The Narrows - Michael Connelly [133]
THE 911 OPERATOR TOLD RACHEL to stay on the line but she couldn’t drive fast and well and safely with the phone to her ear. She dropped it on the passenger seat without disconnecting. When she came to the next stop sign she stopped so short that the phone was hurled into the foot well and out of her reach. She didn’t care. She was speeding down the street checking to her left at every intersection for the next bridge crossing the channel. When she finally saw one she sped to it and stopped the Mercedes right on top of it in a traffic lane. She jumped out and went to the railing.
Neither Bosch nor Backus was in sight. She thought she might have gotten ahead of them. She ran across the street, drawing a horn blast from a motorist but not caring, and went to the opposite rail.
She studied the roiling surface for a long moment and then saw Bosch. His head was above the surface and canted back, his face to the sky. She panicked. Was he still alive? Or was he drowned and his body just moving in the current? Then almost as quickly as the fear had grabbed her she saw movement as Bosch whipped his head, as swimmers often do to get hair and water out of their eyes. He was alive and maybe a hundred yards from the bridge. She could see him struggling to move his position in the stream. She leaned forward and looked down. She knew what he was doing. He was going to try to catch one of the bridge’s support beams. If he could grab it and hold on, he could be extracted and saved right here.
Rachel ran back to the car and threw open the rear hatch. She looked in the back for anything that might help. Her bag was there and almost nothing else. She yanked it out to the ground without caring and lifted the carpeted floor panel. Someone stuck behind the Mercedes on the street started honking. She didn’t even turn to look.
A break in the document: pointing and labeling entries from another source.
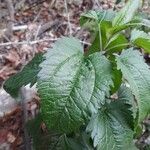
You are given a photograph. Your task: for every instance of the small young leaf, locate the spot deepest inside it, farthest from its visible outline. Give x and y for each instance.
(127, 13)
(97, 16)
(141, 39)
(111, 128)
(116, 44)
(27, 75)
(72, 86)
(136, 72)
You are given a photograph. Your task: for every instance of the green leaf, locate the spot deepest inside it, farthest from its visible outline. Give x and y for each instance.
(49, 140)
(72, 86)
(117, 75)
(126, 14)
(141, 39)
(111, 128)
(101, 37)
(27, 75)
(136, 72)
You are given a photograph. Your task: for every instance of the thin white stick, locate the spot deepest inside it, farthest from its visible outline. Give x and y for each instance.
(35, 42)
(69, 24)
(16, 28)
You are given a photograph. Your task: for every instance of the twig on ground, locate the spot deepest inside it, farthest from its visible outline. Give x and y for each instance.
(35, 42)
(47, 26)
(69, 24)
(12, 17)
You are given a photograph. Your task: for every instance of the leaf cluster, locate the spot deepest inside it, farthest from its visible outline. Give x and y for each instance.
(94, 100)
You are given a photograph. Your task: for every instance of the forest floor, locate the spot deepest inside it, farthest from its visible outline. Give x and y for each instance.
(30, 27)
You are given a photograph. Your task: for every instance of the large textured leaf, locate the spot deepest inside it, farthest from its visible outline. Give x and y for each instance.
(24, 77)
(141, 39)
(127, 13)
(111, 128)
(71, 86)
(50, 140)
(137, 73)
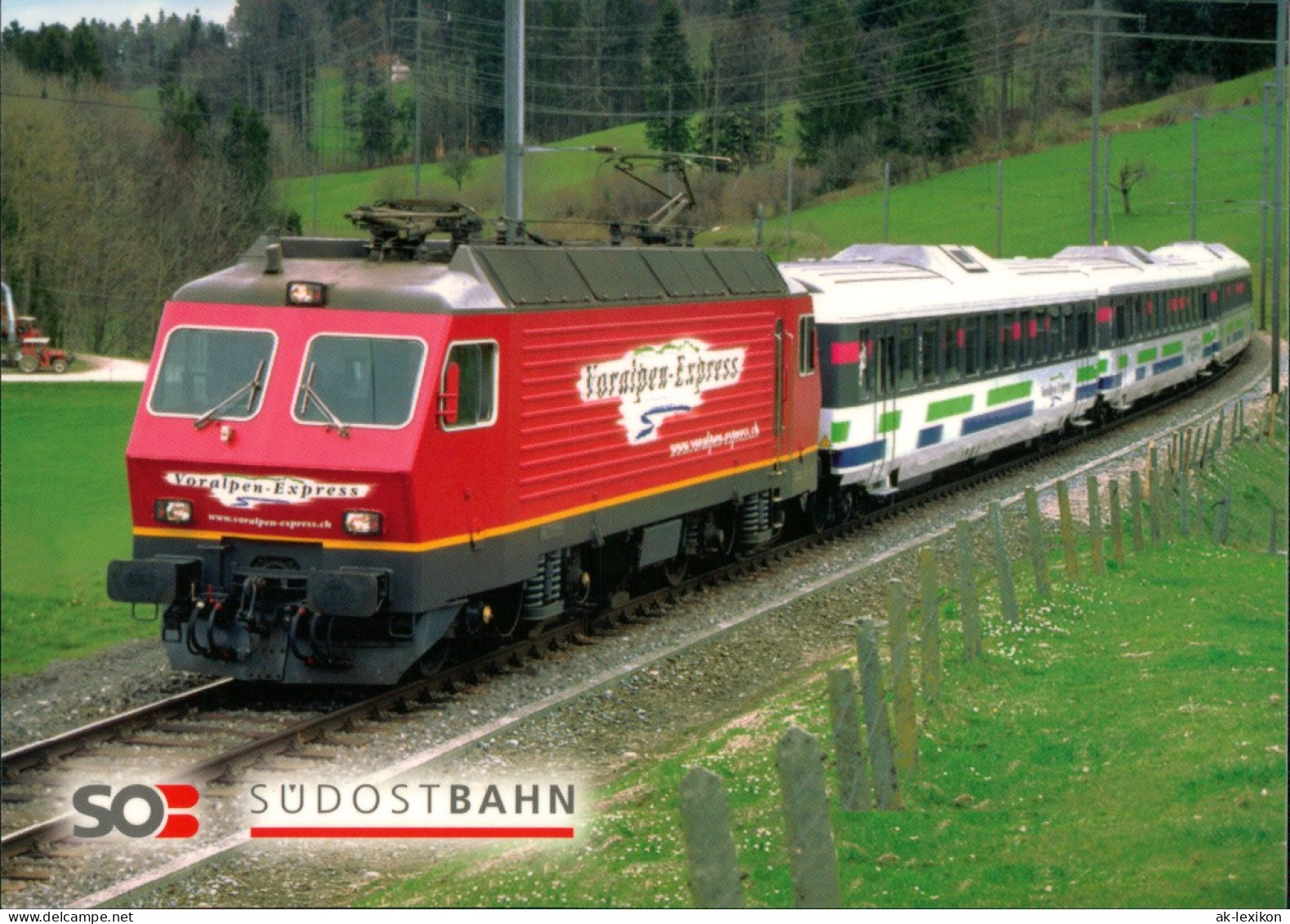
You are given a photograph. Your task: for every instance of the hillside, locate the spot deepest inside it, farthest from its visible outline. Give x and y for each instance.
(1045, 200)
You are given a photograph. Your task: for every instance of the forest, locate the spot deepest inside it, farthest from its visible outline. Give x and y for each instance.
(140, 154)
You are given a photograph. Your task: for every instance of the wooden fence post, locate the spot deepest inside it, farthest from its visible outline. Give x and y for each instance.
(853, 785)
(1167, 505)
(1221, 516)
(902, 681)
(931, 634)
(1140, 545)
(708, 844)
(1063, 503)
(1156, 496)
(1100, 559)
(1038, 551)
(1007, 587)
(1118, 527)
(811, 855)
(969, 605)
(886, 792)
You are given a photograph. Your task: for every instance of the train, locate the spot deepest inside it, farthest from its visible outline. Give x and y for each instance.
(356, 457)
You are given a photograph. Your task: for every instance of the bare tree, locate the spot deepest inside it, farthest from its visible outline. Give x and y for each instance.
(1130, 175)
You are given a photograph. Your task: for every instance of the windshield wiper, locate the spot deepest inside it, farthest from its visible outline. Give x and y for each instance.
(252, 386)
(310, 394)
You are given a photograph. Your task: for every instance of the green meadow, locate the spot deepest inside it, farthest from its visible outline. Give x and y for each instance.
(1121, 746)
(65, 516)
(1045, 202)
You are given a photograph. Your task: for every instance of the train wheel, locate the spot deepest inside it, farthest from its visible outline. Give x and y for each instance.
(674, 570)
(821, 511)
(435, 659)
(507, 607)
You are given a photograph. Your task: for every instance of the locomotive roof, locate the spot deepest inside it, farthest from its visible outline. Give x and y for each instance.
(488, 278)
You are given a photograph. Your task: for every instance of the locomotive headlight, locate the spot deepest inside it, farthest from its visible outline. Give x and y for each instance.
(363, 521)
(300, 292)
(173, 511)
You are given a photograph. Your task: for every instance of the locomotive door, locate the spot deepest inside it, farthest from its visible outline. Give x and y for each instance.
(782, 390)
(882, 445)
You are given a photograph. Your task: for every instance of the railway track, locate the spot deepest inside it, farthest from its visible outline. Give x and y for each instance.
(33, 841)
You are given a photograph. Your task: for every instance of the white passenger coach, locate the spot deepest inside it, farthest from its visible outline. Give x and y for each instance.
(931, 356)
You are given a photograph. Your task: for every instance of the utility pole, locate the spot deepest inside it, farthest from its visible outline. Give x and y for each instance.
(886, 200)
(1096, 119)
(1263, 215)
(1105, 196)
(512, 127)
(416, 100)
(1280, 173)
(1196, 158)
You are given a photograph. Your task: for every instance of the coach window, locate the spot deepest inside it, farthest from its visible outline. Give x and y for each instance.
(212, 373)
(474, 367)
(907, 359)
(971, 345)
(953, 345)
(359, 381)
(866, 369)
(928, 351)
(1007, 343)
(806, 345)
(989, 342)
(1029, 338)
(1084, 327)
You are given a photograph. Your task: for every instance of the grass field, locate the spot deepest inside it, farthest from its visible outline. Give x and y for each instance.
(65, 516)
(1124, 746)
(1045, 203)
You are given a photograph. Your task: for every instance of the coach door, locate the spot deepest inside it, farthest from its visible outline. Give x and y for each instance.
(782, 390)
(885, 383)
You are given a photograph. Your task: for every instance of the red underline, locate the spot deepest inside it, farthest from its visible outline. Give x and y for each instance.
(412, 832)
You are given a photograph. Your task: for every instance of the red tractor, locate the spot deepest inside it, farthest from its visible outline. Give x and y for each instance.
(25, 346)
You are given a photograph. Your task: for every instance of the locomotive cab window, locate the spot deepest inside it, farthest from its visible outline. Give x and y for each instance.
(359, 381)
(212, 372)
(467, 387)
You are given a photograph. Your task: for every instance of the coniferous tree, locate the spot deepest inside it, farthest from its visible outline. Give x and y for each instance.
(671, 89)
(830, 83)
(742, 118)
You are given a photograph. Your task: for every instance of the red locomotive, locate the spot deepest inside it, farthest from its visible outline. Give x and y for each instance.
(350, 454)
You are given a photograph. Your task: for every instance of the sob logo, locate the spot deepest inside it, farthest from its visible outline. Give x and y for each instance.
(136, 810)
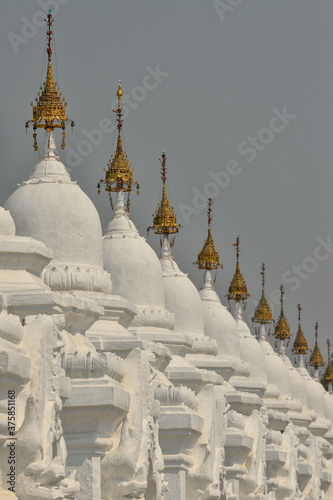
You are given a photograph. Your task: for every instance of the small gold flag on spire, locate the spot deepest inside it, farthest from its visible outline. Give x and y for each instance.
(119, 174)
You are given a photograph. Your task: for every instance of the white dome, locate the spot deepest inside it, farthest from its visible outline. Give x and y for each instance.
(51, 208)
(7, 225)
(135, 268)
(276, 370)
(297, 385)
(251, 351)
(218, 322)
(181, 296)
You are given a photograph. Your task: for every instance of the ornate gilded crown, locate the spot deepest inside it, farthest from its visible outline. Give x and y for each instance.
(300, 345)
(282, 329)
(328, 375)
(119, 174)
(237, 289)
(208, 258)
(165, 218)
(316, 359)
(49, 112)
(263, 313)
I HIT THE MIDDLE PIER of the bridge so hard that I lost all of my breath and thought I’d broken four or five ribs. But I held on. I knew this was my shot. I held on with everything I had left.
The water had claws. I could feel them as it rushed by me. Thousands of claws pulling at me, grabbing me, trying to take me back into the dark torrent. The water backed up on me and rose into my face. Arms on either side of the pier, I tried to shimmy up the slippery concrete but every time I gained a few inches, the claws would grab me and pull me back down. I quickly learned that the best I could do was hold on. And wait.
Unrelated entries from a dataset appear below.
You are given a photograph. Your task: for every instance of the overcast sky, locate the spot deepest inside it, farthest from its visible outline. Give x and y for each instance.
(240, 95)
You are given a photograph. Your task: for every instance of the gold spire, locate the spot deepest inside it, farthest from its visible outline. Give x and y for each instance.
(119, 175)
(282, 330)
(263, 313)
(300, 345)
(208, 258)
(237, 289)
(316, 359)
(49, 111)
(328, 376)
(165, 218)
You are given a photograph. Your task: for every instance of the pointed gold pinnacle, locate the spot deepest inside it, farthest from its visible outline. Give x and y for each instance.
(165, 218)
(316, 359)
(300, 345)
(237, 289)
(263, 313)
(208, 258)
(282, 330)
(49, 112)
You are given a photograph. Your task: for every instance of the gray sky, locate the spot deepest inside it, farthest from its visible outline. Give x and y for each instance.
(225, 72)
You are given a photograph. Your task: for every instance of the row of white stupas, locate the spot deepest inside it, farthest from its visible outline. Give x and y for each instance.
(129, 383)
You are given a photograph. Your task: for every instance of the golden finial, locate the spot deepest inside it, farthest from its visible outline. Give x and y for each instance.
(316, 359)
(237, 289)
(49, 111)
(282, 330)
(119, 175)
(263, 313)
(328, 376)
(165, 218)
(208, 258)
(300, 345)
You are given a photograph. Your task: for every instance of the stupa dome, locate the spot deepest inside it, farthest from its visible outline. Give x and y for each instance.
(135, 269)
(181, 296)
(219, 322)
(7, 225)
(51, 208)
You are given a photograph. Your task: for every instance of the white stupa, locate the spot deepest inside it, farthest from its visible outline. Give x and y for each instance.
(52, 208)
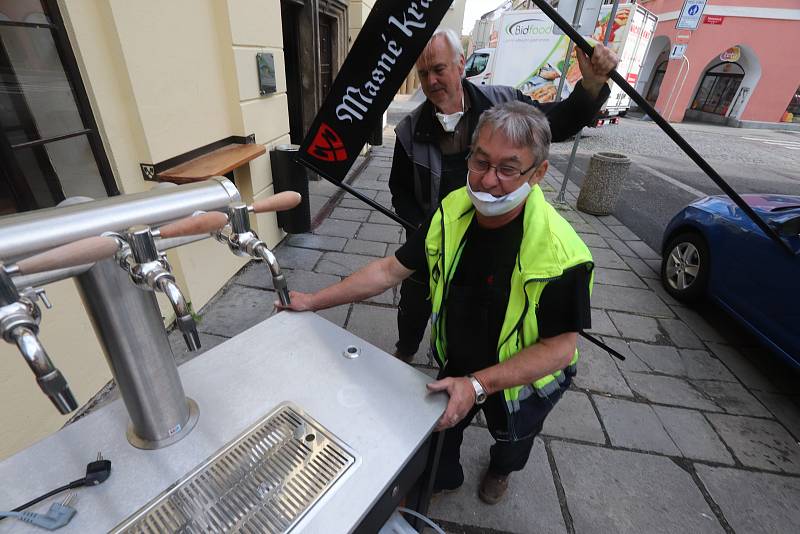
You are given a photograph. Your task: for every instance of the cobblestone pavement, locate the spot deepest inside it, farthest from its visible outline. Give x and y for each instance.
(685, 435)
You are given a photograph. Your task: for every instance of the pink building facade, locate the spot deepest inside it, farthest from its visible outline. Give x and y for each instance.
(740, 64)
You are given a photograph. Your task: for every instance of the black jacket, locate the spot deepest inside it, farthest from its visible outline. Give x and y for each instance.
(417, 160)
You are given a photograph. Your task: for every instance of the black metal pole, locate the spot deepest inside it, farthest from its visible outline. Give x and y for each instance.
(668, 129)
(389, 213)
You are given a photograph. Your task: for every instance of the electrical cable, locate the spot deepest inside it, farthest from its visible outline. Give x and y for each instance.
(97, 472)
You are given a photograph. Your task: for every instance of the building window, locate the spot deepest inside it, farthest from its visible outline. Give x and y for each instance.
(50, 148)
(793, 109)
(718, 88)
(655, 84)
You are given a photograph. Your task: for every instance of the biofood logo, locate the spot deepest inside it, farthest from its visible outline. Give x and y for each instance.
(528, 27)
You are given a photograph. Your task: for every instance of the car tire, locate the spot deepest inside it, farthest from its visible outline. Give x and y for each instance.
(685, 267)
As I hugged the concrete I thought of my daughter. I thought of her urging me to hold on, telling me I had to make it for her. She told me no matter where I was or what I did, she still needed me. Even in the moment, I knew it was illusion but I found comfort in it. I found the strength to hold on.
THERE WERE TOOLS and a spare tire in the compartment, nothing that would work. Then, beneath the tire, through the design holes in the wheel, she saw black and red cables. Jumper cables.
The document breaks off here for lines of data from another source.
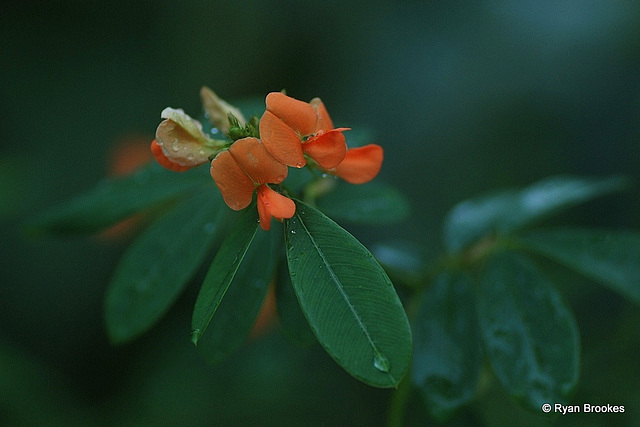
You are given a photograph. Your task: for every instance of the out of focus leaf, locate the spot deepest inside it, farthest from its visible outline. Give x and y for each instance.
(611, 257)
(446, 353)
(401, 259)
(290, 316)
(223, 271)
(508, 211)
(117, 198)
(157, 266)
(529, 335)
(227, 329)
(347, 298)
(372, 203)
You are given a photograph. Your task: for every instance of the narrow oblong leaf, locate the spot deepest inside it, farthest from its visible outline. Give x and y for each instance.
(529, 335)
(511, 210)
(446, 345)
(114, 199)
(610, 257)
(234, 315)
(347, 298)
(223, 271)
(372, 203)
(290, 316)
(158, 264)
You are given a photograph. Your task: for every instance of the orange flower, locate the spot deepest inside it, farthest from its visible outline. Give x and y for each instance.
(360, 164)
(245, 166)
(291, 129)
(273, 204)
(180, 143)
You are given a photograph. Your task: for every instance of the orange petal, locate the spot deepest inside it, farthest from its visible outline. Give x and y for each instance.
(324, 121)
(158, 153)
(273, 204)
(298, 115)
(180, 146)
(360, 164)
(281, 141)
(252, 156)
(234, 184)
(327, 148)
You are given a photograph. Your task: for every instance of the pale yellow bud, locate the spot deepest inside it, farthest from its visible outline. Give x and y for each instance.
(218, 110)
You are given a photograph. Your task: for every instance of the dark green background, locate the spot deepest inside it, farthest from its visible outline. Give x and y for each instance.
(464, 97)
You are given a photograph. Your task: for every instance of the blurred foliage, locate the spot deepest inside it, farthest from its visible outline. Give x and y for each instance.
(465, 98)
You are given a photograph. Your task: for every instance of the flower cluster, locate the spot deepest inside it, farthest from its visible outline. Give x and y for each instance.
(256, 156)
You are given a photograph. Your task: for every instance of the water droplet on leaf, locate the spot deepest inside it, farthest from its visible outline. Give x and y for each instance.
(195, 336)
(381, 363)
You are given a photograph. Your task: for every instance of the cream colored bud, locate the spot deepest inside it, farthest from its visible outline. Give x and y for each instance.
(218, 110)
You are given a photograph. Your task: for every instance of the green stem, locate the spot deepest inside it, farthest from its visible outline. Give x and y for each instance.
(399, 400)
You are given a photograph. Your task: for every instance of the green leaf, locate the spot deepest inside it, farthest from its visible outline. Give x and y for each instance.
(530, 336)
(234, 289)
(511, 210)
(446, 353)
(610, 257)
(373, 203)
(291, 319)
(114, 199)
(159, 263)
(347, 298)
(223, 270)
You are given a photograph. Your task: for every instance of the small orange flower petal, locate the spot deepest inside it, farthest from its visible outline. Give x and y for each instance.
(273, 204)
(158, 153)
(326, 148)
(360, 164)
(324, 121)
(298, 115)
(254, 159)
(281, 141)
(234, 184)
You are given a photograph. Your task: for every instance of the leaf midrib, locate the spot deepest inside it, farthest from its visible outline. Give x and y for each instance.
(345, 297)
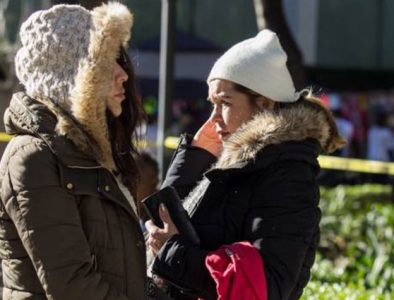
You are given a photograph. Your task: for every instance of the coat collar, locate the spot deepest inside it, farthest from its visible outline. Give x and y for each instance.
(297, 122)
(29, 116)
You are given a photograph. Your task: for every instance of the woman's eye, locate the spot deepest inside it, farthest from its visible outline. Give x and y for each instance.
(226, 103)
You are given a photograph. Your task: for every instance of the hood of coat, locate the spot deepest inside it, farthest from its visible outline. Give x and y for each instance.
(297, 122)
(83, 120)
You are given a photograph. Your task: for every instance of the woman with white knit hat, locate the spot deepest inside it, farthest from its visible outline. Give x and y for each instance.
(69, 226)
(248, 180)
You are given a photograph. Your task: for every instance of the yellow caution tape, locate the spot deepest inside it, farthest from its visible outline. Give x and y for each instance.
(356, 165)
(326, 162)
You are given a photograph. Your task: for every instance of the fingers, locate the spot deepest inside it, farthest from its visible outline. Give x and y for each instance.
(165, 216)
(169, 226)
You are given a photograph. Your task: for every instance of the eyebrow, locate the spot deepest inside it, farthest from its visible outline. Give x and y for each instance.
(223, 95)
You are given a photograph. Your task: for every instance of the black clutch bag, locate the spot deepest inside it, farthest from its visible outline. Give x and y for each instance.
(169, 197)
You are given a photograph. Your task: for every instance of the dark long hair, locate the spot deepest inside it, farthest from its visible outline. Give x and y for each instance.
(122, 129)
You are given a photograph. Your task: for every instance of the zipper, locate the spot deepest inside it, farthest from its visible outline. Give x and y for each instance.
(93, 261)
She put her fingers through the holes in the wheel and yanked it upward. It was large, heavy and awkward but she was not deterred. She pulled the wheel up and out and just dropped it on the road. She grabbed the cables and ran back across the road, causing a car to slide sideways as its driver hit the brakes.
At the railing she looked into the river but didn’t see Bosch at first. Then she looked down and saw him clinging to the support beam, the water backing up against him as it grabbed and pulled at him. His hands and fingers were scratched and bloody. He was looking up at her and had what she thought might have been a small smile on his face, almost like he was telling her that he was going to be all right.